BP settles four lawsuits stemming from March 2005 explosion…Feds cut short-term interest rates by one-half of one percent…Foreclosure filings more than double from year before…
A settlement has been reached in the first trial stemming from a deadly explosion at a BP refinery in Texas. The suit just was one of hundreds, but it was the only case to make it into a courtroom. Fifteen people were killed and another 170 injured in the explosion at the refinery in 2005. Details of the settlement have not been released, but the blast has cost the company at least $2 billion in compensation payouts, repairs and lost profit. A U.S. safety agency found that BP fostered bad management at the plant and that cost-cutting moves were factors in the explosion. BP itself released an internal report that said the plant’s culture seemed to ignore risk, tolerate noncompliance and accept incompetence.
Plaintiff reaction varies widely after the settlement of four lawsuits against BP. The plaintiffs’ attorney, Brent Coon, says he’s “happy to get closure” for his clients without leaving the verdict to the Galveston County jury. He also says he hopes the London-based oil giant learned a lesson from the case. Plaintiff Scott Kilbert says he’s glad the trial is over. But a tearful plaintiff, David Wilson, says he’s disappointed he didn’t get to look jurors in the eye and tell them what he feels. The instrumentation supervisor for construction company J.E. Merit says he suffered back problems, hearing loss and post-traumatic stress disorder in the accident. Plaintiff Rolando Bocardo, who’s an instrument fitter, wept and said he was too emotional to talk. BP spokesman Neil Chapman says the deal was reached overnight, and the company doesn’t don’t talk about the settlements.
The Federal Reserve has cut short-term interest rates by one-half of one percent. The first rate reduction in four years is in response to the housing market slump and is aimed at providing some stability to financial markets. The Fed announced it is cutting its target for the federal funds rate, the interest that banks charge each other, to 4.75 percent. The action is intended to boost economic growth by lowering borrowing costs for consumers and businesses. Commercial banks are expected to quickly cut their prime lending rates. The prime rate has been at 8.25 percent for the past 15 months. The Fed reduced its discount rate, the interest it charges in making direct loans to banks, by a half-point as well. It earlier had cut the discount rate in August in response to the credit crunch.

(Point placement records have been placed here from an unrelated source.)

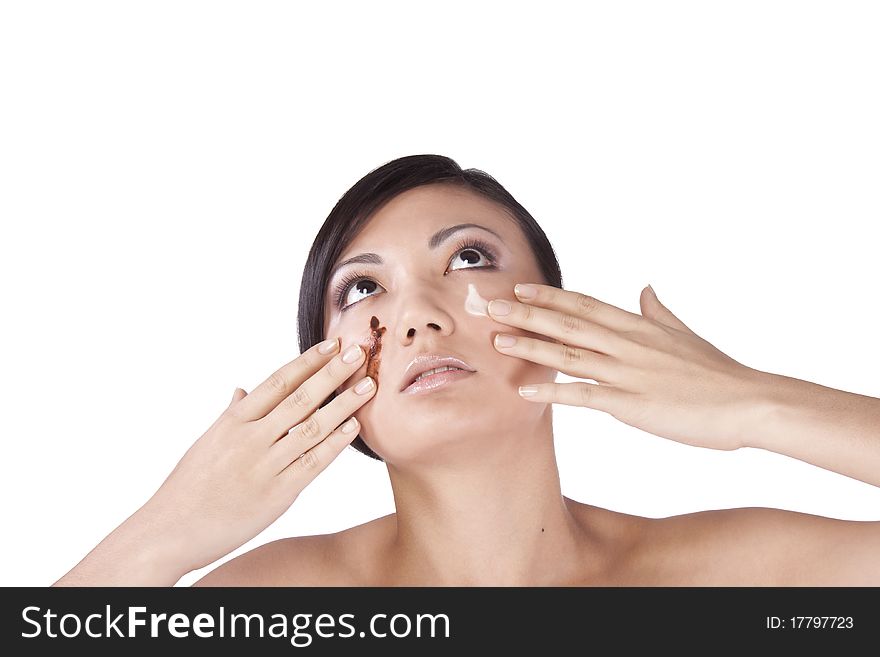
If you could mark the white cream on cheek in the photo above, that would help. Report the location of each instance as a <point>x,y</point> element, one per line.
<point>474,303</point>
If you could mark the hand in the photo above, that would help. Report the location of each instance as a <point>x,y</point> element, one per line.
<point>247,469</point>
<point>651,371</point>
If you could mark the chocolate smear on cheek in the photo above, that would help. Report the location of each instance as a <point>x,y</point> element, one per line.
<point>374,355</point>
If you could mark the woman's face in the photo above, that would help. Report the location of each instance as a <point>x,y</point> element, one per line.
<point>426,295</point>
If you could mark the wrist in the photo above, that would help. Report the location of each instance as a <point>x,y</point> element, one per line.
<point>773,397</point>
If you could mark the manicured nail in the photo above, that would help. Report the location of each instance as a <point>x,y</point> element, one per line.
<point>352,354</point>
<point>524,291</point>
<point>328,346</point>
<point>364,386</point>
<point>499,307</point>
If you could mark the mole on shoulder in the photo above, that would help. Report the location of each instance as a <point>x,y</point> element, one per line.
<point>374,355</point>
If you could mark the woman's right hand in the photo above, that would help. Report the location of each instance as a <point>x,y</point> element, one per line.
<point>247,469</point>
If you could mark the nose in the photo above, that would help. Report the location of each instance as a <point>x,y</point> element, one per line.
<point>419,315</point>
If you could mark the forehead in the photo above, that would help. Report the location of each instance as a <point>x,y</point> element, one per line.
<point>424,210</point>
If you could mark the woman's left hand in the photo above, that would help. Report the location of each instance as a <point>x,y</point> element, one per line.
<point>651,371</point>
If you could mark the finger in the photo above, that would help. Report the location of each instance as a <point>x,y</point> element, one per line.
<point>311,394</point>
<point>238,394</point>
<point>300,473</point>
<point>319,425</point>
<point>578,305</point>
<point>589,395</point>
<point>282,382</point>
<point>567,328</point>
<point>570,360</point>
<point>652,308</point>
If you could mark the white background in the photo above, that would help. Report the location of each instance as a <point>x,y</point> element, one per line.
<point>164,167</point>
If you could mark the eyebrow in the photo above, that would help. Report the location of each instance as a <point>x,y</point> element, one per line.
<point>436,240</point>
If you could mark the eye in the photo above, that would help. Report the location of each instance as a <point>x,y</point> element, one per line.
<point>472,253</point>
<point>356,286</point>
<point>353,288</point>
<point>467,257</point>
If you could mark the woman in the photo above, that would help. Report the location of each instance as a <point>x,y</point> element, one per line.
<point>396,286</point>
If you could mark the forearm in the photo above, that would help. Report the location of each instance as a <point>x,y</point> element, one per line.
<point>140,552</point>
<point>833,429</point>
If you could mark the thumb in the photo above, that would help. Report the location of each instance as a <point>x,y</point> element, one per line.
<point>238,394</point>
<point>653,309</point>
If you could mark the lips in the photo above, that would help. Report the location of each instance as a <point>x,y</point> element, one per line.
<point>426,362</point>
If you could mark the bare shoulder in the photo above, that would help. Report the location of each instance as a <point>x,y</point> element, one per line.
<point>758,546</point>
<point>344,558</point>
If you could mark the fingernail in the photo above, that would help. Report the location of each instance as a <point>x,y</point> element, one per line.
<point>364,386</point>
<point>352,354</point>
<point>328,346</point>
<point>524,291</point>
<point>499,307</point>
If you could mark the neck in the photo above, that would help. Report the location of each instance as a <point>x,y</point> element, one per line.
<point>494,518</point>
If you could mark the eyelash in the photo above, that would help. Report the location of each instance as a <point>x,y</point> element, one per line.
<point>340,291</point>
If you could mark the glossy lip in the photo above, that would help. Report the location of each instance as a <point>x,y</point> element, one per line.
<point>434,381</point>
<point>425,362</point>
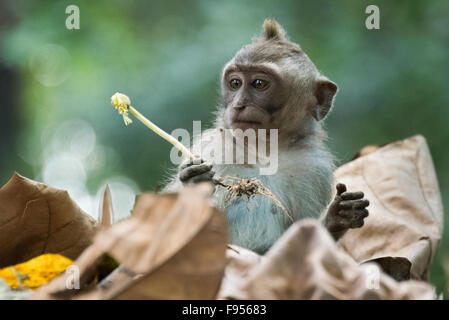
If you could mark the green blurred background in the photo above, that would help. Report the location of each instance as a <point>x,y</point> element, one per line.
<point>57,124</point>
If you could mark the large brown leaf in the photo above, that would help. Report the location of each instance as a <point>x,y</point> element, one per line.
<point>305,263</point>
<point>37,219</point>
<point>172,247</point>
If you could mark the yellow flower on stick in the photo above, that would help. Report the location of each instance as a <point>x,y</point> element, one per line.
<point>123,104</point>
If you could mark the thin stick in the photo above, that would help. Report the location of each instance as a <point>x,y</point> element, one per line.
<point>123,104</point>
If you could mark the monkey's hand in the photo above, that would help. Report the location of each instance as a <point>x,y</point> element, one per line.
<point>346,211</point>
<point>193,171</point>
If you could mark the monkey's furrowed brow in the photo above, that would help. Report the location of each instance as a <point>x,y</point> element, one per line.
<point>250,68</point>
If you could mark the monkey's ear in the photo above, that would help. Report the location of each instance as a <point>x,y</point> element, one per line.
<point>272,30</point>
<point>324,92</point>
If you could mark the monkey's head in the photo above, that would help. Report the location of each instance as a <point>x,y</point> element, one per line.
<point>272,84</point>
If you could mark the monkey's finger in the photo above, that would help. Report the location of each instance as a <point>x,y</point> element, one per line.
<point>354,214</point>
<point>352,195</point>
<point>354,204</point>
<point>340,188</point>
<point>207,176</point>
<point>189,163</point>
<point>343,223</point>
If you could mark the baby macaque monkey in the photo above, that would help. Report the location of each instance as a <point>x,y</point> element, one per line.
<point>272,84</point>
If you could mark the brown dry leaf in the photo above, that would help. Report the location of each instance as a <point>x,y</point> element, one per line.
<point>172,247</point>
<point>404,228</point>
<point>37,219</point>
<point>305,263</point>
<point>240,263</point>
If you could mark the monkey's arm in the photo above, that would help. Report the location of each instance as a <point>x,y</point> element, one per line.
<point>347,211</point>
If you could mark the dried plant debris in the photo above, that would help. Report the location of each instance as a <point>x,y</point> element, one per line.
<point>37,219</point>
<point>238,187</point>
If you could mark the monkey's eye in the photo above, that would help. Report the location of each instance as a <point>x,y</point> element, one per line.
<point>235,84</point>
<point>260,84</point>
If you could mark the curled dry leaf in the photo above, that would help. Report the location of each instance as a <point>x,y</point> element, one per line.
<point>172,247</point>
<point>37,219</point>
<point>305,263</point>
<point>405,225</point>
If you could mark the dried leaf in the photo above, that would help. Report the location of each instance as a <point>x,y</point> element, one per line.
<point>305,263</point>
<point>405,224</point>
<point>37,219</point>
<point>172,247</point>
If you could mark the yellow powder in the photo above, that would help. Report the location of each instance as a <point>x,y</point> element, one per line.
<point>37,271</point>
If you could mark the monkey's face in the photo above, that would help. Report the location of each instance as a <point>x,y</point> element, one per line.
<point>253,96</point>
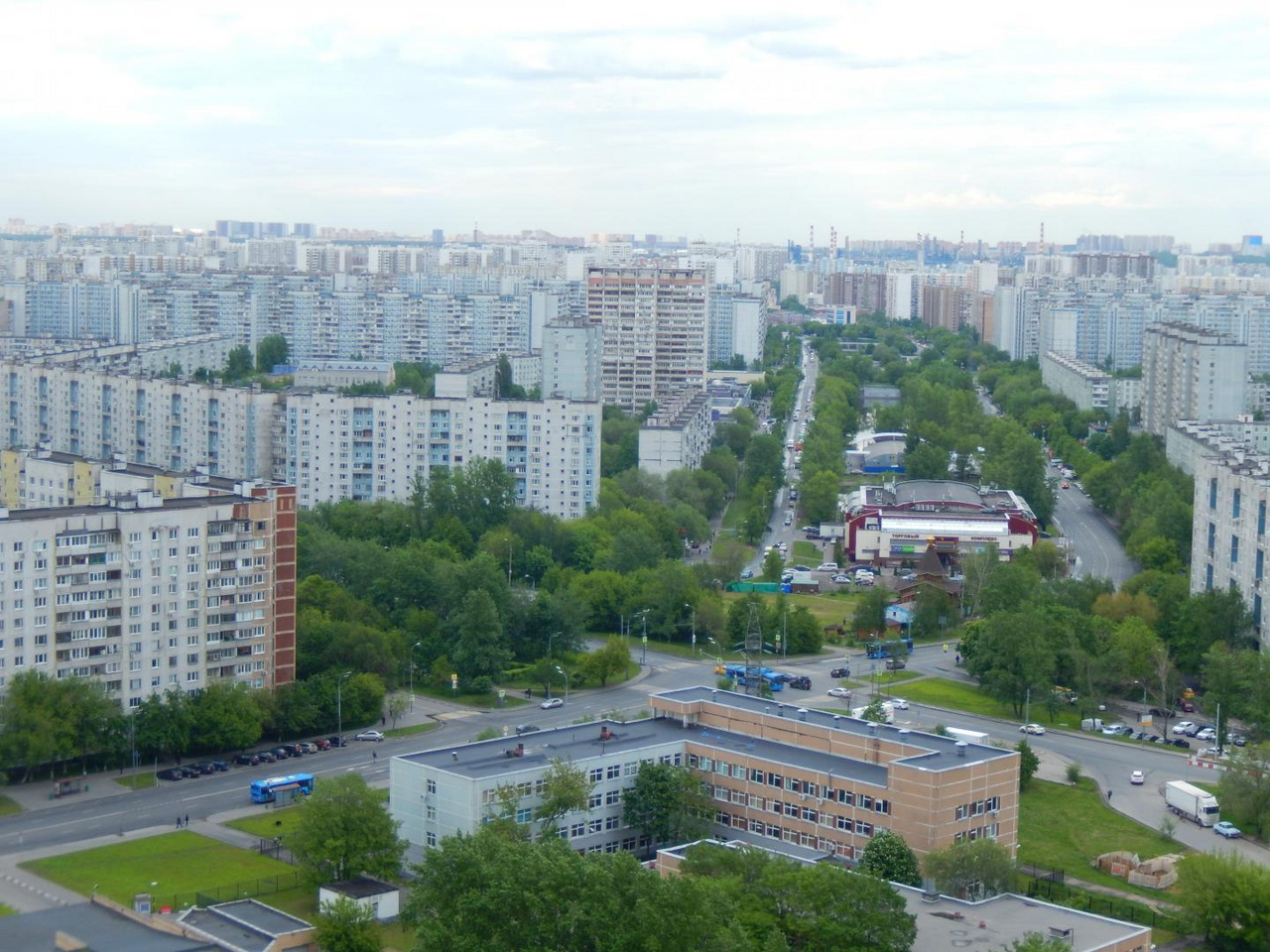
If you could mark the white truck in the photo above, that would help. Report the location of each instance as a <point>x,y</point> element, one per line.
<point>1188,800</point>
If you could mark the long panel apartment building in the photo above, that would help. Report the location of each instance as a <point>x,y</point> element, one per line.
<point>818,780</point>
<point>365,448</point>
<point>145,580</point>
<point>656,327</point>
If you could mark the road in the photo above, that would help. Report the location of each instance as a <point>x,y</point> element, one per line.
<point>1097,549</point>
<point>1106,761</point>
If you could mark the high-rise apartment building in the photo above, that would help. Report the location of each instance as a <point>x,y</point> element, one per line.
<point>1191,373</point>
<point>148,580</point>
<point>372,447</point>
<point>656,330</point>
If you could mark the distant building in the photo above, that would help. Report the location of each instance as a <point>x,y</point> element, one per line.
<point>1191,373</point>
<point>896,524</point>
<point>679,435</point>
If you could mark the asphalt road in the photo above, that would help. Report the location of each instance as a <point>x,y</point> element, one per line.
<point>1109,762</point>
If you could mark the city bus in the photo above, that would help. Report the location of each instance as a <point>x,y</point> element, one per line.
<point>889,649</point>
<point>282,789</point>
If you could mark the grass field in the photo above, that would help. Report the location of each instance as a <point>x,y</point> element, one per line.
<point>169,866</point>
<point>1066,828</point>
<point>826,608</point>
<point>952,694</point>
<point>136,780</point>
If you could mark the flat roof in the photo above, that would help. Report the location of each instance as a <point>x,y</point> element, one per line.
<point>948,924</point>
<point>940,754</point>
<point>489,758</point>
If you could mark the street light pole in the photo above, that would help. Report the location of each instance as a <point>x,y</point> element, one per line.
<point>566,683</point>
<point>339,705</point>
<point>412,673</point>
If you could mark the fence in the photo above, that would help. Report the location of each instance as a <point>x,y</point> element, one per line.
<point>1049,885</point>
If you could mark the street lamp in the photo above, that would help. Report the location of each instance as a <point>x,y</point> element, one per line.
<point>566,683</point>
<point>339,705</point>
<point>416,645</point>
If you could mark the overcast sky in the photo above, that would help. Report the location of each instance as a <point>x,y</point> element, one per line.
<point>694,118</point>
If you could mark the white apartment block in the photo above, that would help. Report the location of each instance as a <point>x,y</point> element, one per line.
<point>182,584</point>
<point>365,448</point>
<point>1189,373</point>
<point>1228,532</point>
<point>679,435</point>
<point>572,361</point>
<point>168,422</point>
<point>656,331</point>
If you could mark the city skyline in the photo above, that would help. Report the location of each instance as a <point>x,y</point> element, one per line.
<point>1114,118</point>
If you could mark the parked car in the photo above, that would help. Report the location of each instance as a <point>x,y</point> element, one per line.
<point>1224,828</point>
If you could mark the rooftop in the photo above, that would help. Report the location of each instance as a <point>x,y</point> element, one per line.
<point>934,753</point>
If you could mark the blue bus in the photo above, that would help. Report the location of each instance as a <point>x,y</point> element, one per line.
<point>889,649</point>
<point>282,788</point>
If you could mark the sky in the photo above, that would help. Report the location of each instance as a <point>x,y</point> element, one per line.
<point>881,119</point>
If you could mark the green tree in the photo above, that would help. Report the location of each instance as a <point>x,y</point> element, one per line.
<point>344,830</point>
<point>566,789</point>
<point>226,717</point>
<point>666,803</point>
<point>1028,763</point>
<point>973,870</point>
<point>1225,898</point>
<point>890,858</point>
<point>480,644</point>
<point>347,925</point>
<point>271,352</point>
<point>1245,787</point>
<point>238,363</point>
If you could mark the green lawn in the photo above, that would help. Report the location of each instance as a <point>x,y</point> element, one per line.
<point>172,867</point>
<point>956,696</point>
<point>1066,828</point>
<point>413,729</point>
<point>136,780</point>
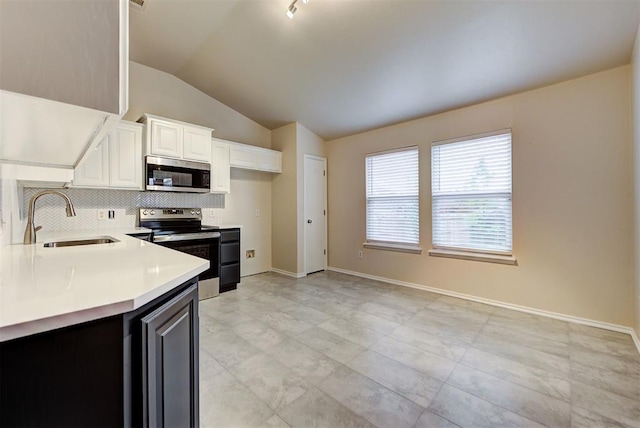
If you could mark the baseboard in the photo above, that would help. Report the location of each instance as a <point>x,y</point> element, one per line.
<point>287,273</point>
<point>635,338</point>
<point>555,315</point>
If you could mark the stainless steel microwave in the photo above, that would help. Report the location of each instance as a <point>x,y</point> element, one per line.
<point>176,175</point>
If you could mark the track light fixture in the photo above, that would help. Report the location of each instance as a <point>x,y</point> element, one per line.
<point>293,9</point>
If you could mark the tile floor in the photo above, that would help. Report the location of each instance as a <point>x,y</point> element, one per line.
<point>333,350</point>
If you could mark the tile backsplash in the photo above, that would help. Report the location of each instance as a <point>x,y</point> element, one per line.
<point>50,209</point>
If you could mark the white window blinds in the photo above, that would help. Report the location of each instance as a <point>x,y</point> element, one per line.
<point>392,197</point>
<point>471,194</point>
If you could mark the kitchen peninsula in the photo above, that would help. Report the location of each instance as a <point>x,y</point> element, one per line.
<point>86,332</point>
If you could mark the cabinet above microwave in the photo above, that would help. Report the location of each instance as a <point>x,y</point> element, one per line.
<point>175,139</point>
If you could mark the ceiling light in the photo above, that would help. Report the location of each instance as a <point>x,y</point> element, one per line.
<point>292,10</point>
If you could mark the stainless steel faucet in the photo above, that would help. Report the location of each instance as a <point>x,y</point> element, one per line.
<point>30,231</point>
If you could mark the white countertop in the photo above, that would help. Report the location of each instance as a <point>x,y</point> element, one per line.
<point>42,289</point>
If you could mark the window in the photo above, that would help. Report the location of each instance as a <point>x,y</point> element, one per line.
<point>471,194</point>
<point>392,198</point>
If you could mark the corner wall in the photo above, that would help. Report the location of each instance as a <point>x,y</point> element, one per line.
<point>288,246</point>
<point>635,114</point>
<point>572,200</point>
<point>157,92</point>
<point>284,202</point>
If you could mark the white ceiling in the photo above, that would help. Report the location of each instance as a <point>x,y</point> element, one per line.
<point>341,67</point>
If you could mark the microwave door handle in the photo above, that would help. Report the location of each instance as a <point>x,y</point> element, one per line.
<point>186,237</point>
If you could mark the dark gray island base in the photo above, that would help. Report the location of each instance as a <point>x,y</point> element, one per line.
<point>135,369</point>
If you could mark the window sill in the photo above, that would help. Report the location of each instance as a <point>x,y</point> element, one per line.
<point>478,257</point>
<point>412,249</point>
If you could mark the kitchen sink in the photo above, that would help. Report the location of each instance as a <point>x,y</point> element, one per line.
<point>87,241</point>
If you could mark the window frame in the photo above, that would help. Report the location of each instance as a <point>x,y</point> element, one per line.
<point>486,254</point>
<point>387,244</point>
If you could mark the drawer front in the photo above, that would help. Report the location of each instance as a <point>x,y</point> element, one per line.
<point>229,252</point>
<point>230,235</point>
<point>230,274</point>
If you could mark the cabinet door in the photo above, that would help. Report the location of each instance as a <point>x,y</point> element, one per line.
<point>270,160</point>
<point>197,144</point>
<point>220,168</point>
<point>170,363</point>
<point>242,156</point>
<point>166,139</point>
<point>94,171</point>
<point>125,156</point>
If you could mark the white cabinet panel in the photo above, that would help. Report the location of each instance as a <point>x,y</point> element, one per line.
<point>125,156</point>
<point>166,139</point>
<point>243,156</point>
<point>220,167</point>
<point>256,158</point>
<point>116,162</point>
<point>197,144</point>
<point>94,171</point>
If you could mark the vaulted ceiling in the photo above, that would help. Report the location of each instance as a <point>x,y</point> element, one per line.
<point>341,67</point>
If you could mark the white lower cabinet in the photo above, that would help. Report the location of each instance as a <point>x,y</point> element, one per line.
<point>220,167</point>
<point>116,162</point>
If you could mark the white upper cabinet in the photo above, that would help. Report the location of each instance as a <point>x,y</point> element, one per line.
<point>197,143</point>
<point>63,78</point>
<point>220,167</point>
<point>172,138</point>
<point>257,158</point>
<point>116,162</point>
<point>125,156</point>
<point>94,171</point>
<point>166,138</point>
<point>243,156</point>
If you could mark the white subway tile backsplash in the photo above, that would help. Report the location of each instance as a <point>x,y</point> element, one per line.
<point>50,209</point>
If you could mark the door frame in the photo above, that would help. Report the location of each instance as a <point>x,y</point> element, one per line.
<point>304,210</point>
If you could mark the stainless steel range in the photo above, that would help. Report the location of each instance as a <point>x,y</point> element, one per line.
<point>181,229</point>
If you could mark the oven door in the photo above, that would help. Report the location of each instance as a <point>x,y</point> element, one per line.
<point>205,245</point>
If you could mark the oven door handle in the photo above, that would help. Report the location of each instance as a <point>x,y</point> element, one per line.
<point>186,237</point>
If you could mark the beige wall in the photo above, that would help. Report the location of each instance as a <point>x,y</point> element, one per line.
<point>572,193</point>
<point>156,92</point>
<point>635,85</point>
<point>284,201</point>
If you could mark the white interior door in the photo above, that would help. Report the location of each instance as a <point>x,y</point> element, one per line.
<point>315,212</point>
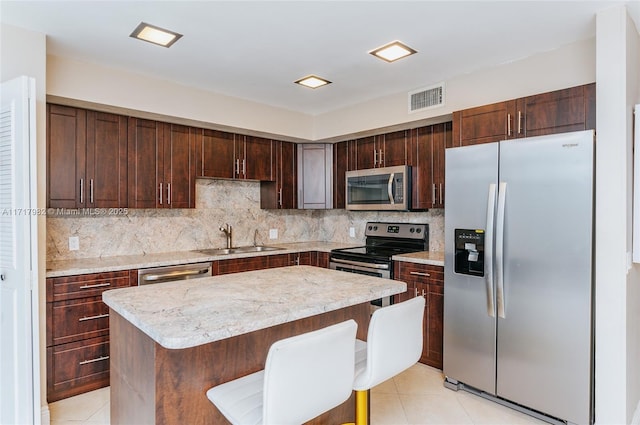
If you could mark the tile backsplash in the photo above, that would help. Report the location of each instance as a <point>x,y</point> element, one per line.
<point>140,231</point>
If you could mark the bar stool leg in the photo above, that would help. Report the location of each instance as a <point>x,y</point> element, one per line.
<point>362,407</point>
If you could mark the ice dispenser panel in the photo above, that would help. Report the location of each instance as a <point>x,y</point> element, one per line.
<point>469,254</point>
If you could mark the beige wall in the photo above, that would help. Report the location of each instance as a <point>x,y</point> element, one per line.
<point>617,280</point>
<point>564,67</point>
<point>23,53</point>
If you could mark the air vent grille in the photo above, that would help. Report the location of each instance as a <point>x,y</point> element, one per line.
<point>425,98</point>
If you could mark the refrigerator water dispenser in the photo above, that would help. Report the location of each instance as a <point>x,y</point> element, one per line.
<point>469,252</point>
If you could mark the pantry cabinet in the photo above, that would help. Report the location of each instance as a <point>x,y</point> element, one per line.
<point>281,193</point>
<point>426,281</point>
<point>77,332</point>
<point>427,154</point>
<point>86,158</point>
<point>559,111</point>
<point>162,165</point>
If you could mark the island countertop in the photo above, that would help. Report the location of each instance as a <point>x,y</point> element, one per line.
<point>193,312</point>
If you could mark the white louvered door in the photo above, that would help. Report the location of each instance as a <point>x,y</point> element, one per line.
<point>18,255</point>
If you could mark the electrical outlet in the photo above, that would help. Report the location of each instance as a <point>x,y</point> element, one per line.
<point>74,243</point>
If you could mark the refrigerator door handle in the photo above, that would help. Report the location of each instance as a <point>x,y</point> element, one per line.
<point>488,251</point>
<point>502,194</point>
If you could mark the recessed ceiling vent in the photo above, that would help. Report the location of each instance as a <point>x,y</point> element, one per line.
<point>425,98</point>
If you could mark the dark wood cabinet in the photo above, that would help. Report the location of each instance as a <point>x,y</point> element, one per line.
<point>254,158</point>
<point>77,332</point>
<point>559,111</point>
<point>281,193</point>
<point>86,158</point>
<point>217,154</point>
<point>384,150</point>
<point>427,281</point>
<point>427,148</point>
<point>341,164</point>
<point>162,165</point>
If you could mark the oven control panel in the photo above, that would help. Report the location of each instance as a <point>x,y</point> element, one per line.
<point>397,230</point>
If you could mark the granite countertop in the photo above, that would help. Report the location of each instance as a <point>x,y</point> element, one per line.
<point>131,262</point>
<point>433,258</point>
<point>194,312</point>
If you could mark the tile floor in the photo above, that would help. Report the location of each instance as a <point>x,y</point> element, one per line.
<point>416,396</point>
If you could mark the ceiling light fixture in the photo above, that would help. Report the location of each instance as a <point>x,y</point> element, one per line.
<point>155,35</point>
<point>393,51</point>
<point>312,81</point>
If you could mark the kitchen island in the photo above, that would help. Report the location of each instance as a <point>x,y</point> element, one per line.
<point>170,342</point>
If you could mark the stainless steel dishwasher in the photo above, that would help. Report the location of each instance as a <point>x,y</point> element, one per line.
<point>173,273</point>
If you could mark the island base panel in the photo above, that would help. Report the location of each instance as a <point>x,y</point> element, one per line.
<point>154,385</point>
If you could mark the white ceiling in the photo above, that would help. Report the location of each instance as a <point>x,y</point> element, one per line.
<point>256,49</point>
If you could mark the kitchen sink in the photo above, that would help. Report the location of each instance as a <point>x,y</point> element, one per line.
<point>238,250</point>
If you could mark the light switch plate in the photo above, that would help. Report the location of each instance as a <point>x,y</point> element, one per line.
<point>74,243</point>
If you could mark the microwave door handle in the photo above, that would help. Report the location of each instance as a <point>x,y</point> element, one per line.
<point>390,189</point>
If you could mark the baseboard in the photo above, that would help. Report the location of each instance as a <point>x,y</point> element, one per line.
<point>636,416</point>
<point>45,417</point>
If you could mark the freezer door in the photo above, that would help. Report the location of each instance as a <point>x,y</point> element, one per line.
<point>469,313</point>
<point>544,327</point>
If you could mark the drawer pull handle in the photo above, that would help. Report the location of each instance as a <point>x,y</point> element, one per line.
<point>99,359</point>
<point>99,316</point>
<point>99,285</point>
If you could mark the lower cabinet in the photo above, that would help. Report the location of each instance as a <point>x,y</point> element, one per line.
<point>426,281</point>
<point>78,332</point>
<point>78,320</point>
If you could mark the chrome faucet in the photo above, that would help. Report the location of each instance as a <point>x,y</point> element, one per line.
<point>228,231</point>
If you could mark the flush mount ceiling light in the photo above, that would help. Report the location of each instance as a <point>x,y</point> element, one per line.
<point>393,51</point>
<point>312,81</point>
<point>155,35</point>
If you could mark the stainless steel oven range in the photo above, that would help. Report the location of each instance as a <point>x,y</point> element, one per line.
<point>383,240</point>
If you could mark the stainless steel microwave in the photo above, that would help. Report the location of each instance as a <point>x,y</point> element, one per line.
<point>379,189</point>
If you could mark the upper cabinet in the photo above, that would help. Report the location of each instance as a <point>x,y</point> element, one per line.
<point>86,158</point>
<point>559,111</point>
<point>384,150</point>
<point>281,193</point>
<point>227,155</point>
<point>426,156</point>
<point>161,165</point>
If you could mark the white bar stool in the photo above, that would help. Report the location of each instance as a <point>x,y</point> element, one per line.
<point>304,376</point>
<point>394,343</point>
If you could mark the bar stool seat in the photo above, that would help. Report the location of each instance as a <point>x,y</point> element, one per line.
<point>394,343</point>
<point>304,376</point>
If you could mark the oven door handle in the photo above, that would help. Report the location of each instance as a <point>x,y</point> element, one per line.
<point>361,264</point>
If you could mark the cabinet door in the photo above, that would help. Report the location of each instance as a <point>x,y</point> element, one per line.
<point>66,155</point>
<point>145,159</point>
<point>484,124</point>
<point>179,167</point>
<point>340,166</point>
<point>392,149</point>
<point>106,160</point>
<point>559,111</point>
<point>255,159</point>
<point>366,153</point>
<point>422,168</point>
<point>217,154</point>
<point>441,139</point>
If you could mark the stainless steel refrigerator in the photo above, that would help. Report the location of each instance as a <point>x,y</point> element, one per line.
<point>518,291</point>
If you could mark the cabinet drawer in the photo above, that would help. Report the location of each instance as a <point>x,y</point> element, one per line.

Alan Greenspan says the economy is “not doing badly,” but he believes the odds of a recession have grown this year. In an interview with the Associated Press, the former Federal Reserve chairman puts those odds at greater than one in three. Earlier this year, Wall Street went into a tailspin when Greenspan put one-in-three odds on a recession. On other issues, Greenspan voiced concerns about gasoline consumption and expanding social programs. Greenspan says he favors a gasoline tax to help curb demand, though he suggests a rebate or some other sort of help might be needed to offset what he calls the “undue burden” a gas tax would put on poor people. Greenspan also describes proposals from presidential candidates to expand Medicare benefits and other social programs as “irresponsible.” He says the proposals don’t offer ways to cover the costs that will come as baby boomers start to retire.
Signaling deepening trouble for homeowners, the number of foreclosure filings reported in the U.S. last month more than doubled from the year before and jumped 36 percent from July. Experts say the trend suggests many homeowners are increasingly unable to make timely payments on their mortgages or sell their homes amid a national housing slump and credit crunch. The California-based company, RealtyTrac, says August’s total represents the highest number of foreclosure filings reported in a single month since the company began tracking monthly filings two years ago. The national foreclosure rate last month was one filing for every 510 households.
State regulators have cut a proposed fine against Dallas-based electric utility TXU from $210 million to $171 million. The Public Utility Commission staff had initially proposed the fine against TXU for allegedly manipulating the wholesale electric market. Now, the PUC staff says it’s recalculated the proposed penalty after considering additional information about the price of fuel used to generate power. A TXU spokeswoman says the company denies any wrongdoing. TXU allegedly sold power to the market at inflated prices and caused electricity prices to rise 15.5 percent during the stretch. TXU is the largest power generator in Texas. It’s agreed to be bought for $32 billion by a group of investors led by the private equity firms Kohlberg Kravis Roberts of New York and TPG of Fort Worth. The investors also would assume more than $12 billion in TXU debt. TXU shareholders voted this month to approve the sale, which is expected to close in the fourth quarter.
Houston-based Dynegy has reached a $9.9 million settlement with more than 1,900 employees of Illinois Power, a former Dynegy subsidiary, relating to their retirement plan. U.S District Judge Ewing Werlein approved the settlement of the class-action suit. The employees said continued investments in Dynegy stock by the benefits committee violated the Employee Retirement Income Securities Act. The agreement was agreed to and funded by Dynegy’s insurers last January.